If it is a node specific allocation for this “hstate”, we should not
do old path(bellow code)
allocation whether the node specific allocation is successful or not.
> >
> >       if (!hstate_is_gigantic(h)) {
> >               /*
> > @@ -2867,11 +2952,7 @@ static void __init hugetlb_hstate_alloc_pages(struct hstate *h)
> >
> >       for (i = 0; i < h->max_huge_pages; ++i) {
> >               if (hstate_is_gigantic(h)) {
> > -                     if (hugetlb_cma_size) {
> > -                             pr_warn_once("HugeTLB: hugetlb_cma is enabled, skip boot time allocation\n");
> > -                             goto free;
> > -                     }
> > -                     if (!alloc_bootmem_huge_page(h))

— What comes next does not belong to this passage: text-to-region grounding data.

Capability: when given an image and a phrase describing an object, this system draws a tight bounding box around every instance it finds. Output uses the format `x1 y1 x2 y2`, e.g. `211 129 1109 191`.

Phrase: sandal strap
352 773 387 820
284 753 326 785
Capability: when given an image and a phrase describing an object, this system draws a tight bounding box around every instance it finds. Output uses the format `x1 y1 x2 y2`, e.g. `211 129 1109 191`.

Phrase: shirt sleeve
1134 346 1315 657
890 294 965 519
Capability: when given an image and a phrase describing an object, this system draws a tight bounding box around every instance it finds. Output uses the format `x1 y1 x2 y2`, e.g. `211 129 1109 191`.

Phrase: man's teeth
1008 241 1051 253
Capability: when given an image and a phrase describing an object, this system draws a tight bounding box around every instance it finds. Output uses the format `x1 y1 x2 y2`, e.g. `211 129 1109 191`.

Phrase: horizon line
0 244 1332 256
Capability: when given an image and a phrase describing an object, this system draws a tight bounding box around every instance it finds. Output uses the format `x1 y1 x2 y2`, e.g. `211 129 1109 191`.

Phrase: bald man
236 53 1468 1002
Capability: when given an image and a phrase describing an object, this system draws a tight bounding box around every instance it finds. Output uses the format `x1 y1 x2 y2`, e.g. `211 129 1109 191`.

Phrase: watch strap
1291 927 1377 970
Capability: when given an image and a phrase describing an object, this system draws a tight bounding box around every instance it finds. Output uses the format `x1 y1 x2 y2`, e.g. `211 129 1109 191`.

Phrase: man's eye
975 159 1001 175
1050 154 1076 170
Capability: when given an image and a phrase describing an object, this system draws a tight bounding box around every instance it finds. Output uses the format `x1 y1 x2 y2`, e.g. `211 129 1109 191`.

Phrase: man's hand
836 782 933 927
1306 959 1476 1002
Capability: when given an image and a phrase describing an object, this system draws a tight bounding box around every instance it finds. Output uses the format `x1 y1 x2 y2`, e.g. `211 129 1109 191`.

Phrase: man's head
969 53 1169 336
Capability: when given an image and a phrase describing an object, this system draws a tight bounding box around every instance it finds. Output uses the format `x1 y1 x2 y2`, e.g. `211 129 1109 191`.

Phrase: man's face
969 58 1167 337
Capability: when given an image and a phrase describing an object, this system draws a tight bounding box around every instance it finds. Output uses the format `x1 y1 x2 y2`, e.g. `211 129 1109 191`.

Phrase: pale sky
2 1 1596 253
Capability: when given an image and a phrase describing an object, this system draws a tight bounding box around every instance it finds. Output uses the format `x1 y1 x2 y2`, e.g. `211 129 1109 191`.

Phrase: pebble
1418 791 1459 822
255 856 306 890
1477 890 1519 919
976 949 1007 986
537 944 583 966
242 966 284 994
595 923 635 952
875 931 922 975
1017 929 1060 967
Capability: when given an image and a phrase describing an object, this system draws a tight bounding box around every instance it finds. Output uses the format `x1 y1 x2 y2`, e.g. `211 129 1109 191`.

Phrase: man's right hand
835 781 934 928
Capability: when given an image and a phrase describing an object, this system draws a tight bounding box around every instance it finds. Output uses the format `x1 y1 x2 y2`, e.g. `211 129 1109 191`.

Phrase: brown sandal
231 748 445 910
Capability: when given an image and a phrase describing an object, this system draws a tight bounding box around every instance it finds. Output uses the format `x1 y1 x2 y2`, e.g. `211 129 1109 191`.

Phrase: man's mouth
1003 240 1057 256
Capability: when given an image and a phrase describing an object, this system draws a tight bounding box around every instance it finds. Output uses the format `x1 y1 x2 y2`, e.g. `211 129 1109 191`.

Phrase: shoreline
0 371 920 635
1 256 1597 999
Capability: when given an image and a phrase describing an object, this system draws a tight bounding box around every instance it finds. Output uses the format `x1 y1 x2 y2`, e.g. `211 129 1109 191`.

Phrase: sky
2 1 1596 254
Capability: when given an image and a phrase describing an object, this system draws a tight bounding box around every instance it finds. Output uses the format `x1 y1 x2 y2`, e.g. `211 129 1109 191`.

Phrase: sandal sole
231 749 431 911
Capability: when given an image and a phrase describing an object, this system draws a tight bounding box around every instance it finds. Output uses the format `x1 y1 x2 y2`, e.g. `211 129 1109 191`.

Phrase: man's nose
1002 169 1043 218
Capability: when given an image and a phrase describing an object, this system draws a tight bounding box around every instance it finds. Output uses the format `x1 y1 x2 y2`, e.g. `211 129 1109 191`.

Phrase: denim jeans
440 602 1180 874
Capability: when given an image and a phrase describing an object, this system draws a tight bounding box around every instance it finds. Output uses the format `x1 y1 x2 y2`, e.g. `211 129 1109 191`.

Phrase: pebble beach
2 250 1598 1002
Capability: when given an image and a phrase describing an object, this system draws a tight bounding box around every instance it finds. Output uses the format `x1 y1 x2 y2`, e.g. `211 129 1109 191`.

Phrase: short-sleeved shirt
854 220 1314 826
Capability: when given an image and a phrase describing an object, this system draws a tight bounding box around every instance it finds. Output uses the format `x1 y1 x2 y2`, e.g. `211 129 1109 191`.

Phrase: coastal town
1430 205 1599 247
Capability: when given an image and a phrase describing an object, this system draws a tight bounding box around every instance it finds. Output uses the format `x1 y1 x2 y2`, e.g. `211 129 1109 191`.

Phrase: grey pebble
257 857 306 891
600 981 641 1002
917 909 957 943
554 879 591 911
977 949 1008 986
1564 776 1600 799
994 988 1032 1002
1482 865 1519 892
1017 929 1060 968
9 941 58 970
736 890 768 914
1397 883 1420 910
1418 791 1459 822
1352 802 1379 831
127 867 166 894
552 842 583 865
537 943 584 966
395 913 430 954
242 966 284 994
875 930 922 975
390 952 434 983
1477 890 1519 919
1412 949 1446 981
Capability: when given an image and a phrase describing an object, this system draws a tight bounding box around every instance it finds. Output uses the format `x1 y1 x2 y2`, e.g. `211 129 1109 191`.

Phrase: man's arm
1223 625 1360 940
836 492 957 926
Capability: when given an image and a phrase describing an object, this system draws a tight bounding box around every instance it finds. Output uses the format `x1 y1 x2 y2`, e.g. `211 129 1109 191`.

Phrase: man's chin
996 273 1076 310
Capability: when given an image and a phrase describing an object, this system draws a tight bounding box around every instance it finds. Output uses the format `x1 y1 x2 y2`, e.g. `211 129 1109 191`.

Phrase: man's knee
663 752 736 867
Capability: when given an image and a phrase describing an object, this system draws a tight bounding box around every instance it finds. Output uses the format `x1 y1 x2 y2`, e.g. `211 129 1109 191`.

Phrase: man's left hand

> > +                     if (!alloc_bootmem_huge_page(h, NUMA_NO_NODE))
> >                               break;
> >               } else if (!alloc_pool_huge_page(h,
> >                                        &node_states[N_MEMORY],
> > @@ -2887,7 +2968,6 @@ static void __init hugetlb_hstate_alloc_pages(struct hstate *h)
> >                       h->max_huge_pages, buf, i);
> >               h->max_huge_pages = i;
> >       }
> > -free:
> >       kfree(node_alloc_noretry);
> >  }
> >
>
> --
> Sincerely yours,
> Mike.